Datasets are more than just a group of files. The data contained in these files often corresponds to a unit of observation which is described in Cirro as a "sample". These samples can describe a physical specimen, an experimental replicate, or whatever the atomic observation may be for a particular experiment.
Cirro keeps track of dataset files and sample metadata side by side so the metadata can be used as input for different pipeline analyses. The resulting dataset from any pipeline run will contain a snapshot of the samples that were used in its creation in order to maintain a complete picture of the dataset provenance.
Some things to keep in mind with samples include:
- Samples have a many to one relationship: samples can be associated with many files, but every file can only point to one sample.
- Sample metadata is shared across all of the datasets in a project, but cannot be shared across projects.
- Sample entries can be modified by any user, while only administrators can modify the sample schema.
Adding a Sample
The sample table is populated at the time new datasets are uploaded. There is no way to explicitly add a sample, because they must be connected to an uploaded file. Users have three options for how the sample table is populated: They can either explicitly upload a sample sheet at the time they upload their dataset, add a sample sheet to an existing dataset using the "Edit Dataset" button on the dataset's Overview page, or they can skip the sample sheet and let Cirro auto-populate the sample table based on the file names. Sample sheets can also be updated with newer versions using the same "Edit Dataset" button.
Note that once you upload a dataset without a sample sheet, you can't go back and add that file. You would have to delete the dataset and re-upload it or add the sample sheet information to Cirro by hand. So be careful when choosing whether or not to upload a sample sheet with the rest of your files.
Providing a Sample Sheet
The easiest way to annotate metadata for a set of files is to upload a sample sheet alongside the files. A sample sheet should be saved in CSV format, with one line per sample. The name of the file should be
samplesheet.csv and it should live in the top most level of the files you are uploading and not in any sub-folders.

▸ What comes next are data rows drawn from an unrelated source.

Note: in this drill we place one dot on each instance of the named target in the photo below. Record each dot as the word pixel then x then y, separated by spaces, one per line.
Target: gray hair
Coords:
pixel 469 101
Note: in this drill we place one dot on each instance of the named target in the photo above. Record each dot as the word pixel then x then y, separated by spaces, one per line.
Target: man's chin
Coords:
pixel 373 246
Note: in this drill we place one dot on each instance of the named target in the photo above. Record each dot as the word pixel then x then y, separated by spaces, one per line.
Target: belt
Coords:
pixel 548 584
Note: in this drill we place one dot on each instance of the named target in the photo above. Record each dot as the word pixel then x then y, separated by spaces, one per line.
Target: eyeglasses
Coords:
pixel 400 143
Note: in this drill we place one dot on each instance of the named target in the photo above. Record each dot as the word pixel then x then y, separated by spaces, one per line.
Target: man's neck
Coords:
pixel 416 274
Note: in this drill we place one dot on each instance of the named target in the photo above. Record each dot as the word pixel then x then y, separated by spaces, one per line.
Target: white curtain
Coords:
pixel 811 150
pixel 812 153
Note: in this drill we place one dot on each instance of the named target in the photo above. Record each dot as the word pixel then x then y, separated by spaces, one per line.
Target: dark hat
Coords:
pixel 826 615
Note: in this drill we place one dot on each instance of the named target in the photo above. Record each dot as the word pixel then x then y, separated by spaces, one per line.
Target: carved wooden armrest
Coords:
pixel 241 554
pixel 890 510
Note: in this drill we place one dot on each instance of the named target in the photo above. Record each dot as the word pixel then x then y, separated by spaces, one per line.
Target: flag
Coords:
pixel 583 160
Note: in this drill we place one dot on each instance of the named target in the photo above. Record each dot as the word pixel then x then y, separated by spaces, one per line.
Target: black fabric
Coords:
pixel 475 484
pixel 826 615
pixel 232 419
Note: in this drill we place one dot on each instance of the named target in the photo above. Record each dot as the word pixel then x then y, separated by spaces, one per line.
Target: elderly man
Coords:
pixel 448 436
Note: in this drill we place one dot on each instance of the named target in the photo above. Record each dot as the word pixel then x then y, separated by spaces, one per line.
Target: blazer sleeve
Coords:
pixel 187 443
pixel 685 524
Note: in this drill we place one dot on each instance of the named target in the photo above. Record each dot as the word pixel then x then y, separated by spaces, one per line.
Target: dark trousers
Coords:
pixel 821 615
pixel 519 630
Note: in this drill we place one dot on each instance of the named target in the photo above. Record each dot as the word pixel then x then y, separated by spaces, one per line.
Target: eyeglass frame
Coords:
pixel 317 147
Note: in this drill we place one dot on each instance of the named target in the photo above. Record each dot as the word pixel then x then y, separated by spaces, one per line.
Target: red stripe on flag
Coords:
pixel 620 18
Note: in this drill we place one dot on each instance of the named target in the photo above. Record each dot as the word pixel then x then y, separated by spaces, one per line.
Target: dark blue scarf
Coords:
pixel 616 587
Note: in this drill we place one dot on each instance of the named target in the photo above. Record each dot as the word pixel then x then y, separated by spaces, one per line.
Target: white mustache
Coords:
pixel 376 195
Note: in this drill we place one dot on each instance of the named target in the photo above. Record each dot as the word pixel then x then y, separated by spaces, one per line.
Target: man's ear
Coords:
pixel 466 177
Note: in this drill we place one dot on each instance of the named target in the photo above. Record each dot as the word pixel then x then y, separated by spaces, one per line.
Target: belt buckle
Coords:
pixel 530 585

The first column in the sample sheet should have the header
sample, and should contain the name of the sample. If there is only one file per sample, then the next column should be named
file_1 and should contain all of the file names. If there are two files per sample, then use
file_2. You can use any number of
file_N columns in this way, and there is no requirement that each sample has the same number of files. However, be sure that all the files listed are included in the set of files you are uploading to Cirro. You should not have information on files in your sample sheet that you are not uploading at the same time. If you have FASTQ data, use the columns
fastq_2 instead of
file_2, to automatically annotate each file appropriately as read 1 and 2.
Any additional columns after
fastq_1/2) can be used to store the metadata associated with each sample.
sample,file_1,file_2,exp_group,replicate sample_a,sample_a_R1.fastq.gz,sample_a_R2.fastq.gz,treatment,1 sample_b,sample_b_R1.fastq.gz,sample_b_R2.fastq.gz,treatment,2 sample_c,sample_c_R1.fastq.gz,sample_c_R2.fastq.gz,control,1 sample_d,sample_d_R1.fastq.gz,sample_d_R2.fastq.gz,control,2
Expert Note: Metadata can be associated with files as well as samples. To add annotations to
file_2separately, use the prefixes
file_2_. For example, using
fastq_2is the equivalent of using
Another benefit of the sample sheet is that you do not have to match any file name format requirements for your dataset type. If you have different file names, using a sample sheet is a great way to upload your data without editing the file names.
If a sample sheet is not provided when a dataset is uploaded, Cirro will auto-populate the sample table for those files using the file names.
In this case, Cirro will check the dataset type that the files are being uploaded under (E.g. VirScan) and the expected file name formats for the uploaded files (e.g.
* denotes any set of characters). The portal will pull the information from the file name to populate the sample table with things like the "sample name" and "read number".
You are able to go in and update the sample table if any of the populated information is wrong or you want to add more information in new columns, but it will be a longer process than simply uploading a sample sheet with your data.
Editing a Sample
After a sample has been added to the sample table, it can be edited to provide new information or update incorrect information. To edit an entry in the table, click the row you want to edit to get a pop up window where you can edit each of the column entries for that row. Some of these entries may have limited options, while others may be free to write in. If you need to change an entry to something that is not allowed, the sample table's schema files will need to be updated.
The sample's schema is a set of JSON Schema files that are used to define the columns and possible values for the sample table. For example, a schema file could include a section that creates a column named "experimental_group" that only allows entries of "treatment" and "control", or a column named "age" that only allows a numerical entry. These can be very helpful when organizing data. The default schema contains either information based on the sample sheet (if provided) or information pulled from the file names, which could be as basic as only including the sample name.
Users can view the current schema files by clicking the "Download Schema" button in the upper right corner of the Samples page. They can also click the "Upload Schema" button to update the schema with their own files to track more information.
If you are interested in updating the sample schema for a project, you can see any specific requirements for different dataset types in the pipeline catalog documentation or contact the Cirro team for help.
The samples are organized in a table and by default are sorted by the date it was last updated. You can change the sorting and add/remove columns using the three dots in the table header , and also filter the samples using the sidebar on the right side of the page.
You can also download the entire table as a CSV file by clicking the "Export Data" button at the top of the page.